In discussions of economic prosperity or blight, it is illuminating to compare the rate at which America’s gross domestic product grows to that of other countries most like our own. A recent commentary contended that our President caused the American GDP growth rate to fall to about 2 percent. Setting aside questions of causality (e.g., presidential action versus congressional obstructionism), a look at Germany — hardly an economy on the skids — reveals that its economy was growing at a mere 1.6 percent (although the flight of the United Kingdom from the European Union is expected to rein that in to an anemic 1.2 percent).
To conclude that the GDP growth percentages have slackened overall since the present administration took office flies in the face of real-world arithmetic. Here are the actual figures, starting in December of 2009, at the bottom of the recession: 2009 (-.24 percent), 2010 (2.73 percent), 2011 (1.68 percent), 2012 (1.28 percent), 2013 (2.45 percent), 2014 (2.47 percent) and 2015 (1.98 percent). Hence we can see that growth in the American GDP has averaged about 2.3 percent every year since the second year of Obama’s presidency. This compares favorably with Germany and France, both estimated at 1.3 percent as of the beginning of this year.

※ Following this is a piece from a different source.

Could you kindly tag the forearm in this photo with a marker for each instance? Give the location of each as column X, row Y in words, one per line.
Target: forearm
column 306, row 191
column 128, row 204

True, the growth has been modest compared to the boom years when our grandparents came roaring out of the Great Depression (GDP shrinking at -26.34 percent at the end of Roosevelt’s first year in office, as of Dec. 31, 1933) to go to war against the Axis, achieving a high of 76.87 percent GDP growth by December of 1943. But we live in a substantially different world today, and citing comparative depression/recession recovery statistics from our grandparents’ time seems on its face something of an apples-to-oranges comparison. What we do know is that we have averaged twice the GDP growth these last seven years than a couple of middle-of-the-pack European Union countries did as of last December. One, therefore, is forced to conclude that American business and our President, an intransigent Congress notwithstanding, must have been doing something right.